One of the most confounding mysteries in aviation history, the disappearance of Malaysian Airlines flight MH370 is now the subject of a three-part documentary series streaming on Netflix.

The show arrives nine years to the day since the flight, a routine red-eye from Kuala Lumpur to Beijing, vanished over the South China Sea carrying 227 passengers and 12 crew.

In all that time there has yet to be a conclusive official explanation for what happened next, but as the series explores, a procession of experts, journalists and conspiracy theorists have been working relentlessly to piece together the mystery.

Presented here are a number of compelling and preposterous hypotheses for what might have happened to the Boeing 777 and all those on board.

What is known for certain is that flight MH370 left Kuala Lumpur International Airport at 12:41am on March 8, 2014, bound for the Chinese capital. However, moments after Malaysian air traffic control signed off for the night, handing over to their colleagues in Vietnam, the plane completely disappeared from all radar, tracking and communication networks.

A still from “MH370: The Plane That Disappeared”. Photo: Netflix

What followed was a media circus, as the attention of the world turned its attention to this seemingly impossible mystery. A huge international search operation was mobilised, but to no avail.

Series director Louise Malkinson, whose previous credits include The Detectives: Murder on the Streets and Catching a Predator, devotes each 90-minute episode to investigating one of the more substantial, or at least fascinating, theories about what could have happened.

Those include: the plane was deliberately crashed into the Indian Ocean by its pilot Zaharie Ahmad Shah, in an audacious murder-suicide; the aircraft was hijacked by Russian terrorists and flown to Kazakhstan; or the flight was deliberately taken out by the US military to prevent its suspicious cargo from reaching China.

A still from Netflix’s “MH370: The Plane That Disappeared”. Photo: Netflix

The show relies heavily on the findings of a couple of passionate journalists, who took it upon themselves to probe deeper into the inconsistencies and inadequate explanations offered by the Malaysian government.

In particular, Florence de Changy and aviation journalist Jeff Wise are interviewed extensively and talk audiences through their discoveries and suspicions in exhaustive detail.

These theories are counterbalanced by intimate conversations with family members of some of the victims, whose heartbreaking search for answers and closure has inspired them to form support groups for other grieving relatives, or in some cases, launch investigations of their own.

A still from “MH370: The Plane That Disappeared”. Photo: Netflix

Netflix has, over the past few years, become the go-to platform for sensationalist true crime and conspiracy theory documentary shows, and investing time in them invariably proves to be as frustrating as it is entertaining.

More often than not, the filmmakers have not solved the mystery or even uncovered any previously unknown evidence. Rather, they slickly and expertly package all of the available information with new interviews from vocal parties associated with the case, to deliver a hugely entertaining capsule presentation of the tragedy and accumulated evidence.

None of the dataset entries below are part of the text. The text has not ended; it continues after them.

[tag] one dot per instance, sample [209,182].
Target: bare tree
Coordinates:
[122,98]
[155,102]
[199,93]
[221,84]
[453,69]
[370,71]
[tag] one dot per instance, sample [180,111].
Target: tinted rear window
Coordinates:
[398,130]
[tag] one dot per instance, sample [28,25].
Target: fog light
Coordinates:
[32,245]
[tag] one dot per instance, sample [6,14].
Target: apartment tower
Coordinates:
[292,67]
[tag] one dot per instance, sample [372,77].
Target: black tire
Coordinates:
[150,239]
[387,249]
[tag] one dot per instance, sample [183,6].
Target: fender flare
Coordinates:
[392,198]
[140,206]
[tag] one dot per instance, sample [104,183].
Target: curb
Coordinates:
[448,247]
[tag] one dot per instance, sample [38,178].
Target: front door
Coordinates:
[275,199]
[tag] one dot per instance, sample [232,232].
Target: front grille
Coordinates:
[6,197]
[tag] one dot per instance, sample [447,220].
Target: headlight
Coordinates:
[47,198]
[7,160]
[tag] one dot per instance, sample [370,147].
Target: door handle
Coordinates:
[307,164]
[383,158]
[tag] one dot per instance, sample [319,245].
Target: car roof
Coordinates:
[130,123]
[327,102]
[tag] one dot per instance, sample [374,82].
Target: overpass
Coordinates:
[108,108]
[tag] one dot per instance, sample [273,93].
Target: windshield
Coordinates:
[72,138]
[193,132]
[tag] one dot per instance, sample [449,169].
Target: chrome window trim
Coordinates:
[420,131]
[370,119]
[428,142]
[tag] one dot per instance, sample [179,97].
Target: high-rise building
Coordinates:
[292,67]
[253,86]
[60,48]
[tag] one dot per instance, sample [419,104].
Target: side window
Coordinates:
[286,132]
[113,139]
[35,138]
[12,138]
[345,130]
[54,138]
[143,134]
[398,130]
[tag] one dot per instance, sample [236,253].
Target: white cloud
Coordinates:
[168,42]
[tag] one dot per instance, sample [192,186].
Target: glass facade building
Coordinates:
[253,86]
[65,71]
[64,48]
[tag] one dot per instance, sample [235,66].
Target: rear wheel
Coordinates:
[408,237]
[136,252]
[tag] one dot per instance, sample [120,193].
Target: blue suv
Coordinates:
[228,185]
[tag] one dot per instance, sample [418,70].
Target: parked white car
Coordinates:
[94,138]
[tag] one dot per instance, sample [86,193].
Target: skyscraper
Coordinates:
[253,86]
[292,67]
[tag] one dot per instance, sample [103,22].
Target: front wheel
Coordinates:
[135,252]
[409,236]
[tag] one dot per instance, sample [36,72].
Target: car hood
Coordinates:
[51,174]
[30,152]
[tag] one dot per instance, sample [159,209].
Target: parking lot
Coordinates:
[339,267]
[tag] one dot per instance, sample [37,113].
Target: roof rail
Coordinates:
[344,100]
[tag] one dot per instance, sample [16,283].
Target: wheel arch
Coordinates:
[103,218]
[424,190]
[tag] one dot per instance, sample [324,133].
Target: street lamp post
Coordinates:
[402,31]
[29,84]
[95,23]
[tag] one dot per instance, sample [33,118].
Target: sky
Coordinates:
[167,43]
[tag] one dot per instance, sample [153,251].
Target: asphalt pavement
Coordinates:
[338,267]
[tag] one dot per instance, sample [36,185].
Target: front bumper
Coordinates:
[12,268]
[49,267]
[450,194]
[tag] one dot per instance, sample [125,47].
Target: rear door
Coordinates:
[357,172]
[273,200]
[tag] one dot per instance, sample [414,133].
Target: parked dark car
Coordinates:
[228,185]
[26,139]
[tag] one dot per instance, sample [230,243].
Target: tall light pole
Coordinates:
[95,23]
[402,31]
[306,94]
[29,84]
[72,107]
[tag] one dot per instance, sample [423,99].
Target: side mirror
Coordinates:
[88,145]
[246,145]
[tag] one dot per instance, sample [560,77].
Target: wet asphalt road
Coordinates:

What one comes to understand watching MH370: The Plane That Disappeared is that the more we learn, the more we realise just how little is known about exactly what happened.

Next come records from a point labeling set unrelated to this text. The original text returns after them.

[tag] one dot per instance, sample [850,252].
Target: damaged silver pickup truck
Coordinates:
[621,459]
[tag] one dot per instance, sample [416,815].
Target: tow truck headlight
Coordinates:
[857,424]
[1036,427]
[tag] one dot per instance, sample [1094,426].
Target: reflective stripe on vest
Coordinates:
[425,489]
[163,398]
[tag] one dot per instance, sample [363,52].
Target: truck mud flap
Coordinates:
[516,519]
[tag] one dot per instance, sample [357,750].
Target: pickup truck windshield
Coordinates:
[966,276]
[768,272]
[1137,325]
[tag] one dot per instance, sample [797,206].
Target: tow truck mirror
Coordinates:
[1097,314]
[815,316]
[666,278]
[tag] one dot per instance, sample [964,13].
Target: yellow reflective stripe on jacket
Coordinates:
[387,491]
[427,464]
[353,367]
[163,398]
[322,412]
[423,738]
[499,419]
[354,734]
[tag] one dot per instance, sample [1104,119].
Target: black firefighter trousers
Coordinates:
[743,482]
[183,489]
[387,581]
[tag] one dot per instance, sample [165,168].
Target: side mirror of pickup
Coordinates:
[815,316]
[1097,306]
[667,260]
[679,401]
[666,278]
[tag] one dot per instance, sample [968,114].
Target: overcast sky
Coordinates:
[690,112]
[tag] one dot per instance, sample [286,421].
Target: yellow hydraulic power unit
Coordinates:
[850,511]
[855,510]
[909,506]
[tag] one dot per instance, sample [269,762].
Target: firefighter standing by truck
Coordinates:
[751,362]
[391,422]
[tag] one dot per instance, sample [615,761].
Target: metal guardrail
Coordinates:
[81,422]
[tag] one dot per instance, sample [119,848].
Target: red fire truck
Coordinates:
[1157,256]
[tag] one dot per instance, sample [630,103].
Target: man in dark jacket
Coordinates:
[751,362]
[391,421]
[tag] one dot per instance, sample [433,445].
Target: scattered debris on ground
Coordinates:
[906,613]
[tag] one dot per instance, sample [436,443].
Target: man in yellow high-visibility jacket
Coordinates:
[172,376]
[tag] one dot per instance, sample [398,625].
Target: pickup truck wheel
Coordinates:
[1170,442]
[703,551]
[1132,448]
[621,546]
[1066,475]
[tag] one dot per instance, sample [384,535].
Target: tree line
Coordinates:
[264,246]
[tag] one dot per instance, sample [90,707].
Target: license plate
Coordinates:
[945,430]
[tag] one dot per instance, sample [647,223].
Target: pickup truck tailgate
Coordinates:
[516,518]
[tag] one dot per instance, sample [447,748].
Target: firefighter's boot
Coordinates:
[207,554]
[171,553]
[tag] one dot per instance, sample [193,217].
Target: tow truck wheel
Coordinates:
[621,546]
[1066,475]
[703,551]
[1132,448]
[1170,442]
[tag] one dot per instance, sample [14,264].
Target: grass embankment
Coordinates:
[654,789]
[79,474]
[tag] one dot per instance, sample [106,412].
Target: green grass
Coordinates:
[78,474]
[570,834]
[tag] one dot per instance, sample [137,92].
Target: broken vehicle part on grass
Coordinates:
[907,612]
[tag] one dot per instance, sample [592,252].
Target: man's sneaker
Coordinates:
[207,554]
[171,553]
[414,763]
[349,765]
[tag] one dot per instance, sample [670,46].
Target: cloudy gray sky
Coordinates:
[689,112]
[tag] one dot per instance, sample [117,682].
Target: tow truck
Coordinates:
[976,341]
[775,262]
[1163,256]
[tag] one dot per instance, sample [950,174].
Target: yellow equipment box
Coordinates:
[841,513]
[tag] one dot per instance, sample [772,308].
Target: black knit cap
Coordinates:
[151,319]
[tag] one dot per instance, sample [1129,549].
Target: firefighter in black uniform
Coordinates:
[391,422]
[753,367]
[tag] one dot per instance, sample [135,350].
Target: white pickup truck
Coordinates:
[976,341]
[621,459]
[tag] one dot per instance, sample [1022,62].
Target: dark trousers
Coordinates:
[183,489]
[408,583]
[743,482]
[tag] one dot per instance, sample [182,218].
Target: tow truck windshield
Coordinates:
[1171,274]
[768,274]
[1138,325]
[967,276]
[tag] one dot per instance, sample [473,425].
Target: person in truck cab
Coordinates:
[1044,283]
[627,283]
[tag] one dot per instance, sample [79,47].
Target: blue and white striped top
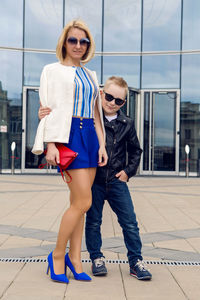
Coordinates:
[85,94]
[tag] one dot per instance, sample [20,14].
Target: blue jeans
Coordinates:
[118,196]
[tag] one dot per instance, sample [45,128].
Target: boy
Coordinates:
[110,181]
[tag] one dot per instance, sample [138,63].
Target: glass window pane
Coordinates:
[43,23]
[162,25]
[122,25]
[33,65]
[191,24]
[127,67]
[11,23]
[161,71]
[10,107]
[88,11]
[190,111]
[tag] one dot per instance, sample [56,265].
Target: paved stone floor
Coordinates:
[168,212]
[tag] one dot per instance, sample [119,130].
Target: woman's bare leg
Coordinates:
[76,236]
[80,189]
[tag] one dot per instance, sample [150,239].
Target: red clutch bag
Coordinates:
[67,156]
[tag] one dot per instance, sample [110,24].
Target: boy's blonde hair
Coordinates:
[61,51]
[118,81]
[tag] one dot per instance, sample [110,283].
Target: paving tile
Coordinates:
[161,287]
[188,279]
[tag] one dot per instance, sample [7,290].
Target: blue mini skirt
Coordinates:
[83,139]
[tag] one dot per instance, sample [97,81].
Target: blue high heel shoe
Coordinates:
[78,276]
[55,277]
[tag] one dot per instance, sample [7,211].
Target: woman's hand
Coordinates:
[43,111]
[103,157]
[52,156]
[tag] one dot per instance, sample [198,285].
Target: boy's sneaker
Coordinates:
[99,267]
[140,271]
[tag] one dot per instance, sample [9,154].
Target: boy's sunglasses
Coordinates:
[110,98]
[74,41]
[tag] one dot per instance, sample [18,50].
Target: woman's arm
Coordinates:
[103,157]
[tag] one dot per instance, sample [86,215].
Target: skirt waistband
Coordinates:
[82,122]
[82,118]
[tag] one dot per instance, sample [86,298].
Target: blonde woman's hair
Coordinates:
[61,50]
[118,81]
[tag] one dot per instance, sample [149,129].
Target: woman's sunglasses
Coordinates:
[74,41]
[110,98]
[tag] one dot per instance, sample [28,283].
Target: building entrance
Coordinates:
[160,132]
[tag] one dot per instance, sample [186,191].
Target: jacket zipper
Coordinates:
[111,153]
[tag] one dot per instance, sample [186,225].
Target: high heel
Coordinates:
[78,276]
[55,277]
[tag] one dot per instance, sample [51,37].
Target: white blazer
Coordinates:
[57,92]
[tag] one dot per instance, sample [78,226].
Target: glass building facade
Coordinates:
[153,44]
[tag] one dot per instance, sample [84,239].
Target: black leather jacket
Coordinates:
[122,147]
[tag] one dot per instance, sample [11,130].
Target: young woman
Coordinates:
[71,91]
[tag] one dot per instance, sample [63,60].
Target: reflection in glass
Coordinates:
[88,11]
[11,23]
[163,134]
[146,143]
[191,24]
[122,25]
[33,65]
[127,67]
[159,131]
[47,19]
[161,71]
[10,107]
[161,25]
[190,112]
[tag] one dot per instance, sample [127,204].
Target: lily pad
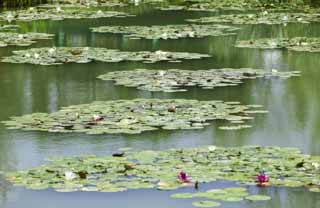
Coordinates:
[206,204]
[260,18]
[175,80]
[16,39]
[130,116]
[160,169]
[258,198]
[64,55]
[58,13]
[295,44]
[168,31]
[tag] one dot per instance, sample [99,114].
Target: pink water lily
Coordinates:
[262,178]
[183,177]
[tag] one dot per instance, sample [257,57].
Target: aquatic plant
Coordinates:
[168,31]
[65,55]
[19,39]
[307,44]
[57,13]
[158,169]
[134,116]
[260,18]
[176,80]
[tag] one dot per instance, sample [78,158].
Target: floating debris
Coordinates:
[17,39]
[169,31]
[260,18]
[57,13]
[158,169]
[64,55]
[132,116]
[294,44]
[175,80]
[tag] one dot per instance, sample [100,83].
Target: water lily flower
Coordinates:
[36,55]
[58,9]
[97,118]
[183,177]
[69,175]
[262,179]
[285,18]
[52,50]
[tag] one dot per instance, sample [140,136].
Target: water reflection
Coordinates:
[293,118]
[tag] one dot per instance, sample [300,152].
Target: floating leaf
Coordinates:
[64,55]
[169,31]
[258,198]
[206,204]
[175,80]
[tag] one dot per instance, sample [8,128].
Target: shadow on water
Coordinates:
[293,118]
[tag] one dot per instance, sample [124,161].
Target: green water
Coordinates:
[293,119]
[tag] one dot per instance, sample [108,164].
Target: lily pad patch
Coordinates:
[131,117]
[294,44]
[175,80]
[159,169]
[168,31]
[260,18]
[64,55]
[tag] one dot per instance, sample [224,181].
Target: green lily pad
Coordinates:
[16,39]
[64,55]
[131,117]
[258,198]
[176,80]
[168,31]
[206,204]
[260,18]
[57,13]
[295,44]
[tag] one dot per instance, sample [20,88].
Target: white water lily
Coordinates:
[36,55]
[69,175]
[58,9]
[160,53]
[161,73]
[274,71]
[212,148]
[315,165]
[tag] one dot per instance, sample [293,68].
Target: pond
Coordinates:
[293,119]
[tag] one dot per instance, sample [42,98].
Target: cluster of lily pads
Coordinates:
[230,194]
[57,13]
[174,80]
[135,116]
[12,38]
[211,6]
[8,28]
[169,31]
[260,18]
[159,169]
[295,44]
[64,55]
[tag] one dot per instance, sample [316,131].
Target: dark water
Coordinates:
[293,119]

A still from “MH370: The Plane That Disappeared”. Photo: Netflix

Why did the Malaysian military wait a week before announcing that the flight had veered wildly off course? Considering the extent of military activity in the region at that time, how was the plane not picked up by somebody’s radar system somewhere?

Was Blaine Gibson, the American adventurer who claimed to find debris from MH370 off the coast of East Africa, really working for the Russians? And what, if anything, did the disappearance have to do with flight MH17, another Malaysian Airlines flight that was shot down over Ukraine just four months later?

We may never know, but Netflix understands that merely posing the questions makes for riveting television.

MH370: The Plane That Disappeared will start streaming on Netflix on March 8.